L'ambassade russe à Berlin. Les autorités allemandes menacent de "prendre d'autres mesures dans cette affaire" (photo : AFP).

Deux membres de l’ambassade russe en Allemagne, auquel le gouvernement allemand reproche de ne pas « coopérer » à l’enquête sur le meurtre d’un Géorgien à Berlin, doivent immédiatement quitter le pays.

« Les autorités russes, malgré des demandes répétées et insistantes de haut rang, n’ont pas suffisamment coopéré à l’enquête sur le meurtre de Tornike K. » en août dernier en plein coeur de la capitale, a expliqué mercredi le ministère des Affaires étrangères. Le parquet fédéral allemand, chargé des affaires d’espionnage, s’était officiellement saisi quelques minutes plus tôt de l’enquête sur ce meurtre, dont le principal suspect est un Russe de 54 ans arrêté sous une fausse identité juste après les faits.

Pour cette autorité judiciaire, le crime a été commis « soit pour le compte d’entités étatiques de la fédération de Russie, soit pour celui de la République autonome tchétchène ». Considérant cette décision comme « inamicale et sans fondement », Moscou a dans la foulée prévenu que cette expulsion ne resterait pas sans réplique. Une ligne de défense similaire à celle de l’affaire Skripal, du nom de cet ex-agent double russe empoisonné en 2018 à Londres, qui avait déclenché une crise diplomatique entre Londres et Moscou.

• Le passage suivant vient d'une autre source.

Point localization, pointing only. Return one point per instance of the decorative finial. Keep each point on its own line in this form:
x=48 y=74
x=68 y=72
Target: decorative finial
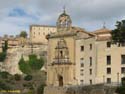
x=104 y=25
x=64 y=9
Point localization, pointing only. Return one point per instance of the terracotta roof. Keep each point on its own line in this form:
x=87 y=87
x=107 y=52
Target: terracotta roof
x=102 y=31
x=78 y=29
x=103 y=38
x=42 y=25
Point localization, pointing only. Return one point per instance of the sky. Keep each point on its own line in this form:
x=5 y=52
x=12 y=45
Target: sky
x=18 y=15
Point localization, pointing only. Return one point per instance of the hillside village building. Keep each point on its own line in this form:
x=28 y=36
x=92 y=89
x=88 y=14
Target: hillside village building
x=77 y=57
x=38 y=33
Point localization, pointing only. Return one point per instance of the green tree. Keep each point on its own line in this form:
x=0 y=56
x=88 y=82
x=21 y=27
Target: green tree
x=2 y=56
x=32 y=65
x=23 y=34
x=118 y=34
x=35 y=64
x=28 y=77
x=4 y=75
x=24 y=66
x=17 y=77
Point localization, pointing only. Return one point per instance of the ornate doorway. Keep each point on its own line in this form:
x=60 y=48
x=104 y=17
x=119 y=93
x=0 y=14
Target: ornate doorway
x=60 y=79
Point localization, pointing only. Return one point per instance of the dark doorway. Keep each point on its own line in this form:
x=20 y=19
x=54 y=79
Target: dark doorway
x=123 y=80
x=60 y=78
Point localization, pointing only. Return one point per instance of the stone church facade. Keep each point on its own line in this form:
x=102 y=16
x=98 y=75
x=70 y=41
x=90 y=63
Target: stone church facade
x=78 y=57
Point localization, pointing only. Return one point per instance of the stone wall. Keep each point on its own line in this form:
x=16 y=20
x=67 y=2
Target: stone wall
x=95 y=89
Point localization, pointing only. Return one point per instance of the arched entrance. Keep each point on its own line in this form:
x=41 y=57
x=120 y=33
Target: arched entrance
x=60 y=79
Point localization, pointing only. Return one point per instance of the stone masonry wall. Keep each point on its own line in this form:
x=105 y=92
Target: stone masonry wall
x=95 y=89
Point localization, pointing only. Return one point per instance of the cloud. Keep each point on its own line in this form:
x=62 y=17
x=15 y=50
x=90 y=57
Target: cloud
x=89 y=14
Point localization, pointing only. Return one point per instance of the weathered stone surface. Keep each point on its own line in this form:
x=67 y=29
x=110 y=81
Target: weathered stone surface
x=95 y=89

En marge du sommet de l’OTAN en Grande-Bretagne, Angela Merkel a expliqué qu’elle allait aborder le sujet avec le président russe, Vladimir Poutine, la semaine prochaine, lors de leur rencontre déjà programmée. Cette affaire n’aura « pas d’incidence » sur les discussions consacrées au processus de paix en Ukraine le lundi 9 décembre, impliquant aussi les dirigeants français et ukrainien, a-t-elle cependant assuré.

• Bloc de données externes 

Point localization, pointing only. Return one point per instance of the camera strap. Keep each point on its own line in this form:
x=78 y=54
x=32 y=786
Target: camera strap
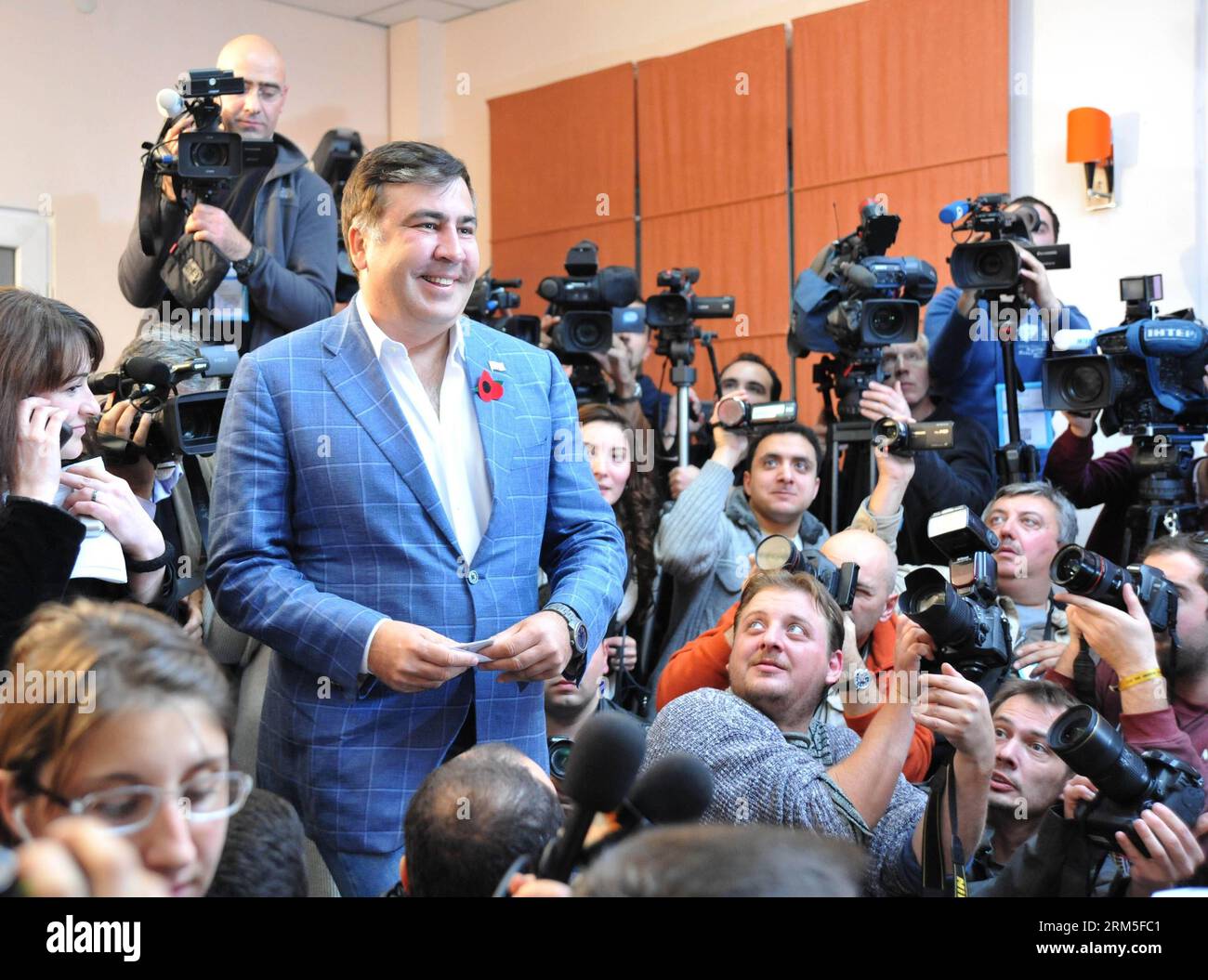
x=149 y=198
x=943 y=783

Un suspect déjà recherché pour un autre meurtre

Le 23 août, en plein jour dans un parc du centre de la capitale allemande, un Géorgien issu de la minorité tchétchène du pays, âgé de 40 ans et identifié comme Tornike K., a été tué de trois balles par une arme avec silencieux. Des témoins ont évoqué une « exécution ». Le suspect interpellé dans la foulée près des lieux du crime est depuis emprisonné à Berlin, où il garde le silence. Cet homme était détenteur de papiers d’identité au nom de Vadim Sokolov, 49 ans, qui ne figurait pas dans les bases de données russes. Il était entré en Allemagne, en passant par la France, trois jours avant le meurtre.

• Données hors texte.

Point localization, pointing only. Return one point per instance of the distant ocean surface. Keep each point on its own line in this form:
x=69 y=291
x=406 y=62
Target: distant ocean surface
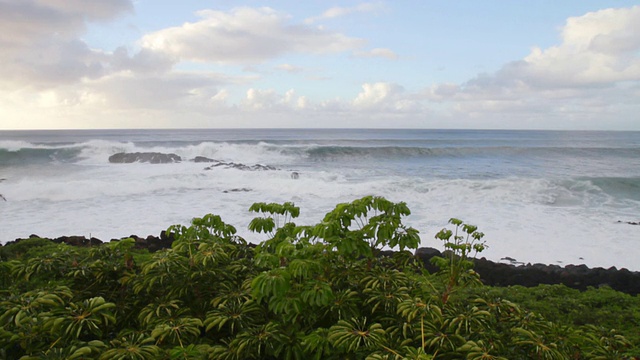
x=539 y=196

Il s’agirait en fait de Vadim Krasikov, 54 ans, qui a fait l’objet d’un mandat d’arrêt international de Moscou pour le meurtre présumé d’un homme d’affaires russe en 2013, affirment plusieurs médias. Des vidéos montreraient comment il s’approche de sa victime à vélo -comme à Berlin- avant de tirer dans le dos et la tête.

Tornike K. avait participé dans le camp tchétchène à la deuxième guerre de Tchétchénie contre la Russie, avant de passer dans une unité antiterroriste du ministère de l’Intérieur géorgien, tout en gardant des liens avec les milieux islamistes dont il était proche. Moscou le considère comme un « terroriste », rappelle le parquet allemand. Visé déjà par plusieurs tentatives d’assassinat, celui qui était jusqu’ici présenté dans la presse sous le nom de Zelimkhan Khangochvili avait émigré ces dernières années en Allemagne.

La piste tchétchène

Les autorités allemandes ont depuis août enjoint à la Russie de coopérer à l’enquête. En vain selon elles. Elles menacent d’ailleurs de « prendre d’autres mesures dans cette affaire » si les demandes de coopération restent lettre morte. La Russie a dès le début été soupçonnée d’avoir été impliquée, ce que le Kremlin a formellement démenti. Les médias avaient aussi évoqué la piste du président tchétchène Ramzan Kadyrov, un proche de Vladimir Poutine, voire des « islamistes tchétchènes » qui auraient « peut-être agi par vengeance dans le cadre de rivalités liées au crime organisé ».

Le Spiegel, Bellingcat et The Insider, trois médias en pointe dans cette affaire, avaient révélé fin août que le numéro du passeport du suspect conduisait à une unité du ministère de l’Intérieur à Moscou ayant déjà délivré dans le passé des documents pour le GRU, le renseignement militaire russe. Le GRU est cité dans l’enquête sur l’empoisonnement de Sergueï Skripal, un ex-agent double russe, dans le sud-ouest de l’Angleterre en mars 2018. Londres impute cette attaque à la Russie, ce qu’elle nie farouchement.